For Proparco, the French development finance institution, the deal carries a different kind of significance: it is the firm's first data center project in Uzbekistan. Anne Gautier, Head of Energy and Telecom for Asia and Latin America at Proparco, called the investment a significant milestone for the firm in the country, reflecting its strong commitment to supporting Uzbekistan's economic transformation through sustainable digital infrastructure. She said that by combining digitalization, energy efficiency, and high environmental and social standards, the project contributes to the country's 2030 ambitions.

A Quiet Test Case for How AI Infrastructure Should Be Built

Strip away the geography and TAS-1 reads as something closer to a template than a one-off. Renewable-powered generation sourced from the local grid, a non-recourse financing structure that ties repayment to the project's own performance rather than to DataVolt's broader corporate credit, and a formal training pipeline launched in parallel with construction rather than after the fact, together amount to a different model for how AI infrastructure gets built outside the markets that usually dominate the conversation.

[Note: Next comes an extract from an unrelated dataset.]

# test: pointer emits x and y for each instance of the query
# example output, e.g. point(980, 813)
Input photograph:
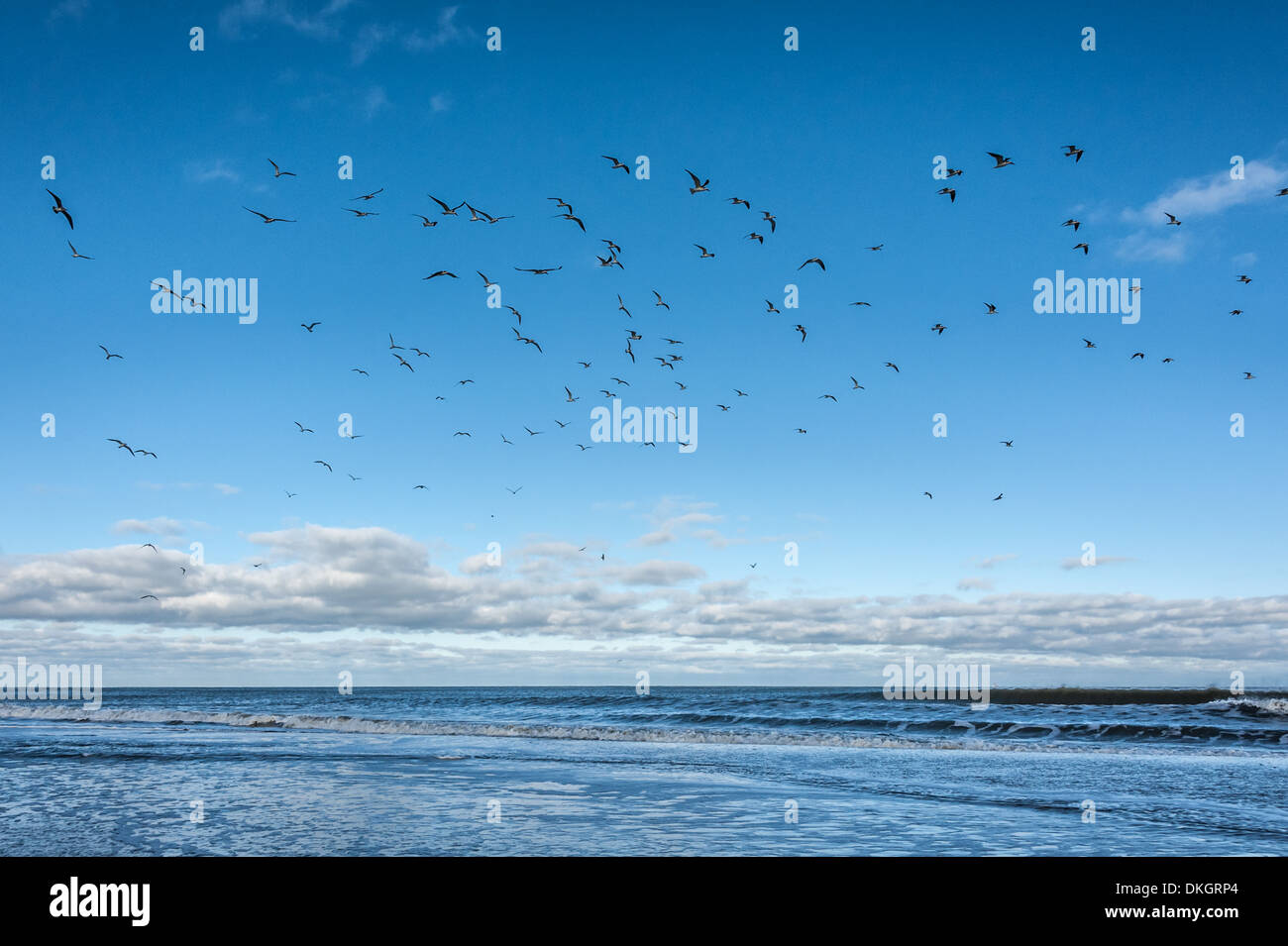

Much of the global discourse around AI infrastructure investment has focused on raw scale, the size of GPU clusters, the gigawatts committed to hyperscale campuses, the sovereign wealth dollars chasing compute. TAS-1 is a comparatively modest 12 megawatts, a fraction of the capacity announced for flagship projects elsewhere in the region. Its significance lies less in its size than in what four separate development finance institutions were willing to underwrite around it: a green-powered facility, financed on a structure that assumes decades of stable operation, built alongside a workforce program designed to make that operation genuinely local.

For Uzbekistan, a country of roughly 36 million people pursuing a specific, dollar-denominated digital growth target, that combination may matter more than another headline-grabbing megaproject. Late 2026, when TAS-1 is expected to come online, will be the first real test of whether that bet pays off.